Im Unterschied zu Asylbewerbern müssen ukrainische Geflüchtete nicht zwingend die Landeserstaufnahme passieren. Die registrierten Daten werden mit dem Ausländerzentralregister abgeglichen. Hier kann man sehen, ob eine Person doch bereits registriert ist oder nicht.
Wenn dies nicht der Fall ist, werden die Menschen zur erkennungsdienstlichen Erfassung eingeladen. Erst danach bekommen sie ein Aufenthaltsrecht, das wiederum Voraussetzung für den Bezug öffentlicher Leistungen sei. Ist eine Person bereits an anderer Stelle registriert, beispielsweise in Bayern, muss die Person dorthin zurück und erhält keine Aufnahme im Landkreis Biberach.
Freizügigkeit innerhalb der Landesgrenzen
„Innerhalb von Baden-Württemberg können Geflüchtete aus der Ukraine ihren Wohnsitz wechseln, das ist völlig legal“, sagt der Sprecher. Vor der Registrierung könnten sie sich innerhalb Europas frei bewegen, auch das sei völlig legal.
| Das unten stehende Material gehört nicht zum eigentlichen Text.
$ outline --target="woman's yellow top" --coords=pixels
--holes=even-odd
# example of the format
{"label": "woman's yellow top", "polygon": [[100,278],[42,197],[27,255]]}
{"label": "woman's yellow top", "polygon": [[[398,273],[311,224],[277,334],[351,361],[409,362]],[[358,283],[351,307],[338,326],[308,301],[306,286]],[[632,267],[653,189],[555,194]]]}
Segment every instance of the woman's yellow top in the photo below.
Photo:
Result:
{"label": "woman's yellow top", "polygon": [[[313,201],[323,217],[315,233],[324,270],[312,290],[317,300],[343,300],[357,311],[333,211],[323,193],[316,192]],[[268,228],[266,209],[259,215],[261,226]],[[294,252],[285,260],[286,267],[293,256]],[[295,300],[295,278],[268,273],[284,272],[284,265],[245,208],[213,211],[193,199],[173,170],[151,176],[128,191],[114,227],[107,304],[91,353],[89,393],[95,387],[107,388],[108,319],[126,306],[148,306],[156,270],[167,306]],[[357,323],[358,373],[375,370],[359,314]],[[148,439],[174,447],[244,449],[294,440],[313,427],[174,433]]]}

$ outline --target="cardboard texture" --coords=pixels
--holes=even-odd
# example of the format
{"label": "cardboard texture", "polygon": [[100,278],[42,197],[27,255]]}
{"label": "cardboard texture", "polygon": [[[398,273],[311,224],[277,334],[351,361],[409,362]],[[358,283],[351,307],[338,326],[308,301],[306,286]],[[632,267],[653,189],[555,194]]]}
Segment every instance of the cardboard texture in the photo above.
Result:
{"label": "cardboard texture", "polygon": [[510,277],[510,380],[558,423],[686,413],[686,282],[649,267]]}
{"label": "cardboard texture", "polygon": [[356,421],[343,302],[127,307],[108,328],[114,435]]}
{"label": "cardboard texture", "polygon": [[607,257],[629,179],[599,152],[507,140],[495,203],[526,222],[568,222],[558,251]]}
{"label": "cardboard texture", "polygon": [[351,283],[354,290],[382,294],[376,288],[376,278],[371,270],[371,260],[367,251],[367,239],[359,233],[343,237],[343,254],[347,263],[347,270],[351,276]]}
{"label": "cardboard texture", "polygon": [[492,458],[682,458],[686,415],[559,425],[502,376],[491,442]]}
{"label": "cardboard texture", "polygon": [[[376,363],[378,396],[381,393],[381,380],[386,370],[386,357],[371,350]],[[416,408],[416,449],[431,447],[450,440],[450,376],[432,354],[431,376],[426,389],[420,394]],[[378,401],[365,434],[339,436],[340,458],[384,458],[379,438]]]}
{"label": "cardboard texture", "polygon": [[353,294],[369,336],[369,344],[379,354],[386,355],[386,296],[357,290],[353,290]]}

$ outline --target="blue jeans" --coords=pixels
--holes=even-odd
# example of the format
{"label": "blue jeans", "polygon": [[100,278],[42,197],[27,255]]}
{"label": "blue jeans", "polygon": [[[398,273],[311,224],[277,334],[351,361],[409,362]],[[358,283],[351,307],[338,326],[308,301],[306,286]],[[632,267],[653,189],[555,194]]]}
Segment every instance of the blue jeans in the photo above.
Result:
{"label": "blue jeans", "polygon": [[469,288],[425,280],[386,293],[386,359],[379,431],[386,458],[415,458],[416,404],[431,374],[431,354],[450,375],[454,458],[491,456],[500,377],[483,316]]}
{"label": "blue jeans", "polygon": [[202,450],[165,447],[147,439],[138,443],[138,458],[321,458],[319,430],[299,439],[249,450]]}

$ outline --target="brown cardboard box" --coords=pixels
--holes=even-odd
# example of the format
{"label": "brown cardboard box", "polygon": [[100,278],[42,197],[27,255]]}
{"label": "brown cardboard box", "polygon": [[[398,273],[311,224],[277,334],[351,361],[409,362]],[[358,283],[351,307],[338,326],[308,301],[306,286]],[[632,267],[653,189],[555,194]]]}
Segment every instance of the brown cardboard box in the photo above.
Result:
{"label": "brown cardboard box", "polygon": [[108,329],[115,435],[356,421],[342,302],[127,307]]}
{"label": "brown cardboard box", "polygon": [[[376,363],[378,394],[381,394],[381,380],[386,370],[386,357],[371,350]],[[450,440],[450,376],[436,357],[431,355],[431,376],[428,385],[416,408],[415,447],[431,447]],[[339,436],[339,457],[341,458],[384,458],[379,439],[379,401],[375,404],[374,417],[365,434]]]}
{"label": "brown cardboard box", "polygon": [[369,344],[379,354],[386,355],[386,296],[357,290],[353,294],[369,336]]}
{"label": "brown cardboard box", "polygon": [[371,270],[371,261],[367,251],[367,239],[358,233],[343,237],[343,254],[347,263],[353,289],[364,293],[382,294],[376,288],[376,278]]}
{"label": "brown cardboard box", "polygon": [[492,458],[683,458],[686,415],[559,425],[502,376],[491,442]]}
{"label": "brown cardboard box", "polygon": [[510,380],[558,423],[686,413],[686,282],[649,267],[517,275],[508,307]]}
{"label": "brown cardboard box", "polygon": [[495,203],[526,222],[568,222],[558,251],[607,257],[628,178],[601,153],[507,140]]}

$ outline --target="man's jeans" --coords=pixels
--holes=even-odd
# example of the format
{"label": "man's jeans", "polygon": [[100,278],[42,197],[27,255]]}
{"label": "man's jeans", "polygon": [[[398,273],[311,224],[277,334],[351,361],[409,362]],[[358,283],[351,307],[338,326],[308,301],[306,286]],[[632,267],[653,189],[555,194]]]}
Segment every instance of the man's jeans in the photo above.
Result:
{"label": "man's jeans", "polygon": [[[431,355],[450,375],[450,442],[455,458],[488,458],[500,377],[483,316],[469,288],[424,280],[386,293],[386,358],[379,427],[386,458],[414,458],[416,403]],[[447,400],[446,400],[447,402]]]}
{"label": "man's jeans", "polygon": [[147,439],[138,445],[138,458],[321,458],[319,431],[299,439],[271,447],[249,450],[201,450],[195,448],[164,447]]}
Manche steigen einfach nicht in den Bus
Dass Ukrainer mehr oder weniger untertauchen, wie aus dem Landkreis Ravensburg berichtet wird, könne er im hiesigen Kreis so nicht beobachten. Die Ravensburger Migrationsdezernentin hatte gegenüber der Schwäbischen Zeitung von 170 Menschen, beziehungsweise zehn Prozent der Geflüchteten gesprochen, die einfach „untergetaucht“ seien.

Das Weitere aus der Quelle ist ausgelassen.